As regards changes in regulatory expectation, it was noted that the expectation is that HPLC will be used for both impurity determination and assay. This inevitably places the methodology in use and its validation under scrutiny.

The standard operating procedure approach to GMP has evolved over 30 years. The science/technology base did not evolve as quickly as in other sectors so that GMP standards are empirical, and not science-based. As a result, ICH standards are largely consensual. The emphasis needs to shift from empirical to science-based standards for manufacturing process quality.
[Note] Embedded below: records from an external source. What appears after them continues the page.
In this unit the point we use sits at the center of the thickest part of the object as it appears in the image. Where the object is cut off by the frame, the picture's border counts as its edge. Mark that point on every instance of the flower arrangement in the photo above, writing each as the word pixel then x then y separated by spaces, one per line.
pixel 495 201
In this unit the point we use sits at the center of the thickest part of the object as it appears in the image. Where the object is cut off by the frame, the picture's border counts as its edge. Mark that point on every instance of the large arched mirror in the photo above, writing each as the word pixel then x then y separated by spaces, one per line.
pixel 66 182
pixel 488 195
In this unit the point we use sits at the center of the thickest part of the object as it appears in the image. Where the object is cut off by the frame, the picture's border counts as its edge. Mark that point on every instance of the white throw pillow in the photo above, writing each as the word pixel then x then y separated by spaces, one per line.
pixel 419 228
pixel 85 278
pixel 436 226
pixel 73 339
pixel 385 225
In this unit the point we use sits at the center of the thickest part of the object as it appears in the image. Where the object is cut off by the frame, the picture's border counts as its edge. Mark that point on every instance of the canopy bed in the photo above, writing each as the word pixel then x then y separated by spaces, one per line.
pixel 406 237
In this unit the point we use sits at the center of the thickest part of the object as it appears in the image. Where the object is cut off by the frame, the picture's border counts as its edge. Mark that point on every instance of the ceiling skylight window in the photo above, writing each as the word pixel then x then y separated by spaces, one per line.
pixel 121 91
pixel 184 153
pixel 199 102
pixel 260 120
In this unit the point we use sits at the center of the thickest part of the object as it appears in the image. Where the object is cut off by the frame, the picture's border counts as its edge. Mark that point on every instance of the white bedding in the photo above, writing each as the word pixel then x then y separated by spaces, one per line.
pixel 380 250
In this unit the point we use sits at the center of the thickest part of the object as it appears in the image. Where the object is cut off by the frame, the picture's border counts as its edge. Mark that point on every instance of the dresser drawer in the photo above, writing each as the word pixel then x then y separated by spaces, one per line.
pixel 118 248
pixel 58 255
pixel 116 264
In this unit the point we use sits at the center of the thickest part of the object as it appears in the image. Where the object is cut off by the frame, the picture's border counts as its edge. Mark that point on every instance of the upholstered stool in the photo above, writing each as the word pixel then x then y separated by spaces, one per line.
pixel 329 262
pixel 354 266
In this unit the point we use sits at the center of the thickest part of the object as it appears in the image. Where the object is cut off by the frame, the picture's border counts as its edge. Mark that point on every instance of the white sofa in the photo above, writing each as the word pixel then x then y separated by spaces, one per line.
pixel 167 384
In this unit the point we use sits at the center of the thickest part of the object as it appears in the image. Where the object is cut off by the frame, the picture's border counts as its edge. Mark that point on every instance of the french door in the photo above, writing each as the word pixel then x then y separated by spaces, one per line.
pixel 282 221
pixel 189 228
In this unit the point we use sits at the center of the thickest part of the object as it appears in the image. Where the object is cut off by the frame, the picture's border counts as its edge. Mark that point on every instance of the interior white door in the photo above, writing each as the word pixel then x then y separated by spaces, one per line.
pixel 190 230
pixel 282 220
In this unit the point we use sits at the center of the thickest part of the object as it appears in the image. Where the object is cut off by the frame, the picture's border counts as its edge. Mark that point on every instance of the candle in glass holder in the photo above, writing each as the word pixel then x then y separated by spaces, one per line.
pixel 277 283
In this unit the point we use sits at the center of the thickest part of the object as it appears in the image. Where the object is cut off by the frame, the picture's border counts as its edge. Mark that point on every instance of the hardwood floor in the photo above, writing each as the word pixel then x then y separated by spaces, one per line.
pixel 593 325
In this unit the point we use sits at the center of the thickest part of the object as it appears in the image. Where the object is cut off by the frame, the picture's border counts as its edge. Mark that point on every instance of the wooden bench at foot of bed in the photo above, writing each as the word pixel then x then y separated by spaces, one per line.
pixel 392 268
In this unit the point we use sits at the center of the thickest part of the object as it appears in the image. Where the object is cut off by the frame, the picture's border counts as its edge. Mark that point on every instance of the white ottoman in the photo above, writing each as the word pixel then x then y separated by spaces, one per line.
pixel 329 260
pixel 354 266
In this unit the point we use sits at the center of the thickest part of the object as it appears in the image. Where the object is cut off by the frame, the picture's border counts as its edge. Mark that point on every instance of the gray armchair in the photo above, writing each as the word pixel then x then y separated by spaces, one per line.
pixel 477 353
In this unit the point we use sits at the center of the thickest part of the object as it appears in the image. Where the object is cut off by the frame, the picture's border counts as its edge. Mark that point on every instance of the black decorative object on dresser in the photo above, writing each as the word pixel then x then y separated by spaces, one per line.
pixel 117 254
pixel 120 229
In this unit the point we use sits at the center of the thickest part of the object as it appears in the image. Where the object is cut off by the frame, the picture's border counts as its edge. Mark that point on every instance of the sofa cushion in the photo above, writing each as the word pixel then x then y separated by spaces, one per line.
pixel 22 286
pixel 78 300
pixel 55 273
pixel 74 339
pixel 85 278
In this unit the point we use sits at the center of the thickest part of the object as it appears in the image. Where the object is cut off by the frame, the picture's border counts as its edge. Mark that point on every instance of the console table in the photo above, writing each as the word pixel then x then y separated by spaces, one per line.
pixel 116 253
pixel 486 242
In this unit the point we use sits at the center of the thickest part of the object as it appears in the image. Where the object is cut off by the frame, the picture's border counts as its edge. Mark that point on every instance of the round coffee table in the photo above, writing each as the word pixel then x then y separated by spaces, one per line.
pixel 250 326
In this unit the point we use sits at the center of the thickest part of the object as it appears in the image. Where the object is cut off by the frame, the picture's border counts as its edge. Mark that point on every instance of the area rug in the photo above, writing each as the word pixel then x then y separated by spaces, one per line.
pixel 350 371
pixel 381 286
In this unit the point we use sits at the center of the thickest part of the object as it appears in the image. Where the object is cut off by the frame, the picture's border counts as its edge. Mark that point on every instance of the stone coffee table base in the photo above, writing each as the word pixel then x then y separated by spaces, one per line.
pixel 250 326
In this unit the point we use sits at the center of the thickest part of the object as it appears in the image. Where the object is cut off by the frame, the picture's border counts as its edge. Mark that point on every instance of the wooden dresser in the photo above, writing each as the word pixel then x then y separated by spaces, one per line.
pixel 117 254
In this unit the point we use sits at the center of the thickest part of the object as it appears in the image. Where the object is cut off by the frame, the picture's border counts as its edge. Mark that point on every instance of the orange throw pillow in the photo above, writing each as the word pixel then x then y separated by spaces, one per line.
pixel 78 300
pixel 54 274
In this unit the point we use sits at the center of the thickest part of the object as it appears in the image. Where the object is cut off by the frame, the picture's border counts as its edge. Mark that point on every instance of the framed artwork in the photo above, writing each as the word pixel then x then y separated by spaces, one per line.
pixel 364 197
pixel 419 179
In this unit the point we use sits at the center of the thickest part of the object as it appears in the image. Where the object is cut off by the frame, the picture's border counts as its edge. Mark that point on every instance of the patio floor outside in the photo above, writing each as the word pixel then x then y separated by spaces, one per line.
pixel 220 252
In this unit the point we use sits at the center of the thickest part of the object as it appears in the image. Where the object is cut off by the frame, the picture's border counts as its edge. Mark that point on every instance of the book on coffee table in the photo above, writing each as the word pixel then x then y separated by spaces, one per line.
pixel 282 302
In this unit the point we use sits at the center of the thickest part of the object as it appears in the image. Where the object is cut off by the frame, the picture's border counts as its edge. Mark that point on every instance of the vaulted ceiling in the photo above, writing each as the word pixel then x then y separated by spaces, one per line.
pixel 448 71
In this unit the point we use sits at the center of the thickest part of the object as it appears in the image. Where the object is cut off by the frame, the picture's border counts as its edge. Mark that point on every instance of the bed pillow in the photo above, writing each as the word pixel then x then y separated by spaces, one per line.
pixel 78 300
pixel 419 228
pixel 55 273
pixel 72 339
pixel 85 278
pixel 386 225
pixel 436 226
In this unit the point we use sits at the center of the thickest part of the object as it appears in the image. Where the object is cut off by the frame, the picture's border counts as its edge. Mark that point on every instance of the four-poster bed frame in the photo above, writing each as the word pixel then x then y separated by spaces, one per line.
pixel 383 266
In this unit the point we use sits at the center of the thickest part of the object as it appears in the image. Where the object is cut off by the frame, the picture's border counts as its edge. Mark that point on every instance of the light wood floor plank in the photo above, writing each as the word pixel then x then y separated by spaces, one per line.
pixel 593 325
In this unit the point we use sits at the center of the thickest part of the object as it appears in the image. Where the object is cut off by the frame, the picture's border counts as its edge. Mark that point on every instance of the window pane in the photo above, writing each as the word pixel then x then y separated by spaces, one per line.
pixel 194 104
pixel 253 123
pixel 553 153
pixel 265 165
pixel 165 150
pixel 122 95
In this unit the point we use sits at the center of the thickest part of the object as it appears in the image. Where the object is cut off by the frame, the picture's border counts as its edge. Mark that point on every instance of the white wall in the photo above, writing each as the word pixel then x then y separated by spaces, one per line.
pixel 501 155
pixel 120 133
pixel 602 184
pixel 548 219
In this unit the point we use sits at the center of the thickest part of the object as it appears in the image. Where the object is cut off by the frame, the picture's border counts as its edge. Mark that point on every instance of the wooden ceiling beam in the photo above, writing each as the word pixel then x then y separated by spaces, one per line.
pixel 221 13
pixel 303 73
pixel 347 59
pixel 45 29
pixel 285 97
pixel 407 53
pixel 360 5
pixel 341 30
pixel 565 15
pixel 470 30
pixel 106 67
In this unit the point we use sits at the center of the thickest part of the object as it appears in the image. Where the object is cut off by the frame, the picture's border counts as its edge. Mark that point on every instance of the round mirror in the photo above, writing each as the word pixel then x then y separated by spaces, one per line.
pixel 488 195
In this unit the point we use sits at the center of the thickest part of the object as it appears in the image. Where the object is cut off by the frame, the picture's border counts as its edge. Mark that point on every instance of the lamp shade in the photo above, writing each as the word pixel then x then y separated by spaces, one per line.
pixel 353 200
We must reassess and re-evaluate our current scientific approach to both the product review process and the GMP programme to achieve a consistent, integrated systems approach to product quality regulation.

Standards — Issues and needs

There is an important distinction to be made between pharmacopoeial reference substances and reference materials, said Dr John Miller, European Directorate for the Quality of Medicines, Council of Europe, Strasbourg, France. A reference substance is one acknowledged as having appropriate qualities within a specified context, and whose value is accepted without reliance on comparison with another chemical substance. Reference material is a material or substance one or more of whose properties are sufficiently homogeneous and well established to be used for the calibration of an apparatus, the assessment of a measurement method or for assigning values to materials. A certified reference material (CRM) is reference material for which each certified value is accompanied by an uncertainty at a stated level of confidence. The role of CRMs in chemical analysis is to provide measurement benchmarks that chemists can use to calculate or assess the accuracy of their analyses. When several laboratories can achieve the same analytical results for a given CRM, they demonstrate comparability of their measurements. Thus reference substances are the major constituent of a matrix, are established for a specific method, have negligible uncertainty and do not require a certificate; all information required is in the pharmacopoeial monograph. They constitute an integral part of the monograph and are legally binding standards. Reference materials and certified reference materials are more likely to be minor constituents of a matrix, may be established by a number of different analytical techniques, have larger uncertainty with an expiry date, and will require a certificate.

Chemical reference substances of the European Pharmacopoeia are used in identification tests by infrared spectrophotometry and chromatographic methods, in purity tests (usually chromatographic) for specific impurities, in other assays such as UV and visible spectrophotometry and gas and liquid chromatography, and in microbiological assays.

Standards may also be required to ascertain the suitability of the chromatographic system for separation and quantification of specific impurities, using appropriate criteria such as chromatographic resolution.

The identity of impurities is usually initially by consideration of the synthetic route and from the likely decomposition pathway. Analytical techniques described must control the major impurities for all syntheses and pharmacopoeial limits are set in the knowledge that the levels of impurities in production batches will have been accepted by the licensing authority after a full consideration of the toxicity studies and clinical trials. Manufacturers are requested to inform the European Pharmacopoeia Secretariat of all impurities which have been accepted by the licensing authorities and to identify all recurring impurities present at or above the 0.1 per cent level. It is incumbent upon regulators employed within the European Union to notify the European Pharmacopoeial authority whenever it is believed that the monographs of the European Pharmacopoeia might be in need of amendment.

It is apparent, said Dr Miller, that there will be an increase in the number of reference substances employed as assay standards with an assigned content and an increase in the need for individual impurity reference substances.